Forza Motorsport 6 - Review
This year, however, it is up to Forza Motorsport 6, a simulation that continues with sails leveled towards perfection without putting aside its exquisitely scalable soul. It is the prerogative of the series by Dan Greenawalt and associates, in fact, to make the highly realistic gameplay accessible to any type of player: not only the difficulty of the revolutionary artificial intelligence, but all aspects of the game can be balanced to bring the experience closer or further away. more complex racing simulators.
A factor, the latter, which also paves the way for the use of the controller, an integral part of the console ecosystem that Forza does not reject and, indeed, with Xbox One even manages to enhance. It will not be like having an ultra-professional steering wheel station, but playing by holding the pad of the Microsoft console returns a feeling that must necessarily be rewarded: thanks to the vibration of the triggers, which, for example, are able to reproduce the passage of the wheels on the curbs or the intensity of braking, the dive literally skyrockets.
But what's new, this Forza Motorsport 6? First of all, there is a decidedly richer offer in terms of content than its predecessors. The developers have in fact started from the half misstep of Forza Motorsport 5 to propose the beauty of 460 Forzavista cars, or vehicles reproduced in detail to be observed closely thanks to the special mode, and 26 locations for a total of clearly marked tracks. higher than in previous chapters. Then there are two new features taken with conviction by Forza Horizon 2 and ferried very well in circuit racing: races in the rain and at night.
Both conditions have a different influence on the progress of the race, going to package, as one might expect from the franchise, an even more realistic simulation than in the past. It is in particular the stormy runs in the wet that give back a sensation of tangible instability with extended braking and risky aquaplaning phenomena. In these phases you notice even more the realism and meticulous attention to details that have always been inherent in Turn 10 and enhanced by the new ForzaTech engine: the circuits are digitized with a special laser technique and you should therefore not be surprised if, taking a curve of the mythological Spa-Francorchamps, you will find yourself in furious off the track for a puddle positioned just like in the more tense Sunday Grand Prix. Equally dangerous, and perhaps even more spectacular, are the events at night: the thrill returned by poor visibility and the exceptional play of light guarantee that extra bit of emotion and fun that, let's face it, was missing a little in Forza Motorsport.
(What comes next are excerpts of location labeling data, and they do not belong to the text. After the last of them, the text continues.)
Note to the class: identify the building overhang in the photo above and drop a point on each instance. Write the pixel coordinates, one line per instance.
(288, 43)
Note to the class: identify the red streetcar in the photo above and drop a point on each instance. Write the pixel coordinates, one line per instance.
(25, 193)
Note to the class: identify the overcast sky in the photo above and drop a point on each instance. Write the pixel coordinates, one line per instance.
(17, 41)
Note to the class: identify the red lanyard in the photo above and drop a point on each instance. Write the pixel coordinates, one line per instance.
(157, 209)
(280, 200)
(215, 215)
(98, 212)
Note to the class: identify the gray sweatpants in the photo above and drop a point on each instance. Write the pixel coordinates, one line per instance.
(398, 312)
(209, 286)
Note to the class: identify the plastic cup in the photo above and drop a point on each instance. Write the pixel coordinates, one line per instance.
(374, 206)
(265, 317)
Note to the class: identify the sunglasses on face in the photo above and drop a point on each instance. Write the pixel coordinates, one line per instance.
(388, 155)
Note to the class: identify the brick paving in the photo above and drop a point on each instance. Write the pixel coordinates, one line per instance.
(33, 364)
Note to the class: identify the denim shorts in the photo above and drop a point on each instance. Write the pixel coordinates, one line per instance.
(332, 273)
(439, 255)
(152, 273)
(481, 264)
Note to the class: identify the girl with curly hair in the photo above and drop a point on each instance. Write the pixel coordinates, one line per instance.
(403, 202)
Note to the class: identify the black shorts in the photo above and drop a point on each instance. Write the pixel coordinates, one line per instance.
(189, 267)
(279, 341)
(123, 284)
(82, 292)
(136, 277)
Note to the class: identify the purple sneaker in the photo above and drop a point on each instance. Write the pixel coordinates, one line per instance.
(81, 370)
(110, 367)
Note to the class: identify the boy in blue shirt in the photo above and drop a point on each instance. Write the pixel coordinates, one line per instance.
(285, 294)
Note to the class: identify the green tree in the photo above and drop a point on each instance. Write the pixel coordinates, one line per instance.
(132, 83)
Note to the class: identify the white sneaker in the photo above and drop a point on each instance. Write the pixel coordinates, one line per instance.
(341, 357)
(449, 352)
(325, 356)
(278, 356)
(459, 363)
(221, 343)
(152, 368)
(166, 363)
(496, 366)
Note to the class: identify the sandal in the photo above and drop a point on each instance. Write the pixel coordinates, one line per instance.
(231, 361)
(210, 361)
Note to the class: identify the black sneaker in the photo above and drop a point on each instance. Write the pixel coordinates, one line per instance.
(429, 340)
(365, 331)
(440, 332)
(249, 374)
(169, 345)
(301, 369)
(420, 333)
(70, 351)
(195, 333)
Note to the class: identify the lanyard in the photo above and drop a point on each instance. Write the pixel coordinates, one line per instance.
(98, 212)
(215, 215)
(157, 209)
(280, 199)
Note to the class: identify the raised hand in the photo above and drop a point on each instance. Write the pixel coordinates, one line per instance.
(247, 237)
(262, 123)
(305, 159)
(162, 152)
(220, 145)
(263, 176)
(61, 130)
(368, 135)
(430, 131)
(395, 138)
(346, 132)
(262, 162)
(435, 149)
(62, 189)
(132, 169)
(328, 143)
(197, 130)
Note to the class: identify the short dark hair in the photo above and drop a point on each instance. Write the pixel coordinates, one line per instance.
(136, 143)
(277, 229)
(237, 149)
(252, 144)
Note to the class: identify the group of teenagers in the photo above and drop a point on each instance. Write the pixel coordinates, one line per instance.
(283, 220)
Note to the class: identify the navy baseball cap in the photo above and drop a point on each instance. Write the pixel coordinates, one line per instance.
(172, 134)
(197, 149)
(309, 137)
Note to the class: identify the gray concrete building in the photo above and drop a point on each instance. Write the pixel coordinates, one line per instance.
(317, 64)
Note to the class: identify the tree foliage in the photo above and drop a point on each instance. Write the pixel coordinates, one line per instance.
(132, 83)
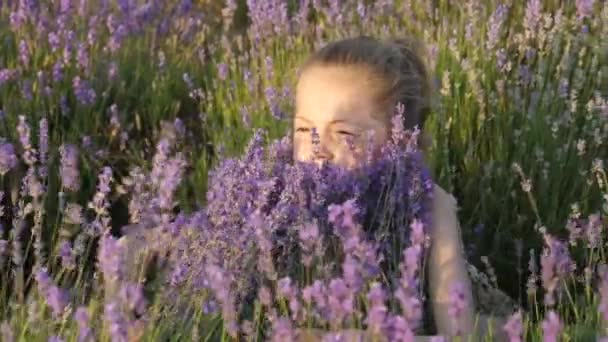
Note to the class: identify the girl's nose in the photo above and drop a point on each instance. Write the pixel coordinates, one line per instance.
(322, 154)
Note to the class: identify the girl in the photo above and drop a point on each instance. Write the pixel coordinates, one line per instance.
(352, 86)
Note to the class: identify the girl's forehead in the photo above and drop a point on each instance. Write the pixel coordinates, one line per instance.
(336, 86)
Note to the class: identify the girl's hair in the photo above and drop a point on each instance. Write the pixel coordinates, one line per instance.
(398, 65)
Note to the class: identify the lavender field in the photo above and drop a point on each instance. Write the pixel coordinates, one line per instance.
(168, 121)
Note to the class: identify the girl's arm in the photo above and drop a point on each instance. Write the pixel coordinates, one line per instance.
(447, 267)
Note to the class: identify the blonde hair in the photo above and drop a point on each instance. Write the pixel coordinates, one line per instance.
(397, 64)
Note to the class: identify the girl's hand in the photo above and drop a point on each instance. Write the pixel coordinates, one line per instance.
(447, 267)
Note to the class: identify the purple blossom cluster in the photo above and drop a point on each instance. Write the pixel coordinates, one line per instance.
(268, 217)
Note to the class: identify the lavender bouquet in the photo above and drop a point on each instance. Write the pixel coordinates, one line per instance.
(325, 242)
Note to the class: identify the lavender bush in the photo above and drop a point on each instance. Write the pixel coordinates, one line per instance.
(113, 113)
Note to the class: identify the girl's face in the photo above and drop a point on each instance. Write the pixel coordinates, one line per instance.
(340, 104)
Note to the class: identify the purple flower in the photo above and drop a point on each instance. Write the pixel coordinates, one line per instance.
(54, 41)
(116, 322)
(26, 89)
(67, 257)
(82, 56)
(110, 258)
(272, 101)
(340, 301)
(24, 53)
(43, 143)
(532, 15)
(514, 327)
(552, 327)
(309, 239)
(7, 75)
(556, 265)
(282, 330)
(222, 70)
(84, 93)
(8, 159)
(133, 296)
(24, 131)
(399, 329)
(81, 316)
(73, 214)
(65, 6)
(495, 26)
(603, 291)
(57, 299)
(70, 175)
(377, 314)
(593, 231)
(584, 8)
(58, 72)
(6, 332)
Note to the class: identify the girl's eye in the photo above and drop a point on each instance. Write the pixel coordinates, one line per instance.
(346, 133)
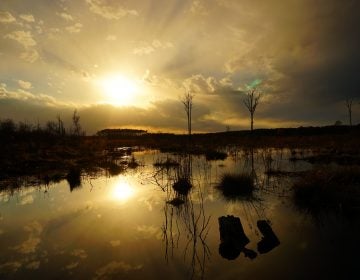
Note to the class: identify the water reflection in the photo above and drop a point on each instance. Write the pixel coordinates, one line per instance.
(185, 220)
(122, 191)
(233, 239)
(141, 222)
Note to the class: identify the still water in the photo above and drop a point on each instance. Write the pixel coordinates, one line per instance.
(135, 226)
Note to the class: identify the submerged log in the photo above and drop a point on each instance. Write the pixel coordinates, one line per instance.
(269, 240)
(233, 239)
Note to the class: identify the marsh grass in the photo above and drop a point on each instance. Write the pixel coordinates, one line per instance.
(237, 186)
(182, 186)
(324, 190)
(215, 155)
(167, 163)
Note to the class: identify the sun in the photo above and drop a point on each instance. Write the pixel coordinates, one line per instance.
(119, 89)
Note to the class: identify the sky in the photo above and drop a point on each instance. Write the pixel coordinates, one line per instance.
(128, 63)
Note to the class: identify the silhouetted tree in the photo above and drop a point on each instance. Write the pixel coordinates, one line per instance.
(251, 101)
(187, 100)
(76, 129)
(348, 104)
(61, 128)
(51, 127)
(7, 126)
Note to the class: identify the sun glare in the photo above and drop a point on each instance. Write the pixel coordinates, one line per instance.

To all this must obviously be added the whole series of splendid words that have long been spent on the driving system, the engine that supports collisions and the physics of the game. In Forza Motorsport 6 the situation is even improved from the point of view of feeling, which is even more devoted to realism with a series of not bad tricks: during my test the grip of the wheels on the asphalt, the heaviness of the vehicles, the feeling of slope and the reactions of the suspensions created situations much closer to reality than I remembered. A factor to be taken into account especially for those who appreciate the more simulative side of Forza and entertain themselves with hours of precise overtaking and sinuous blows on the brake lever.
There are the simpler single races, but the main focus of Forza Motorsport 6 is the long-running and massive Career mode. With more than seventy hours of guaranteed gameplay, Turn 10 Studios' racing career is designed to take the player on a journey to discover the history of motor racing. We advance by category reaching the apex of the disciplines, interspersing the classic phases with events in succession to the Exhibitions, special races with new challenges, historical rivalries or famous cars. The latter is also an introduction derived from Forza Horizon and which, I must admit, I appreciated very much because it does so much to diversify a mode that over time could be tedious and monotonous even for the most patient of pilots.
This is where, to be clear, the nice races against The Stig of Top Gear will take place or you will face a demanding Endurance in Le Mans to give a decisive turn to the fun factor, which in this chapter therefore does not come exclusively from the satisfaction returned by the simulation driving system, but also to a greater extent by the glitz of the races. Climbing the rankings you will obviously level up (when you will find yourself extracting random gifts, in a sort of “Wheel of Fortune” called Tire), earning enough money to allow you to access new cars and modifications.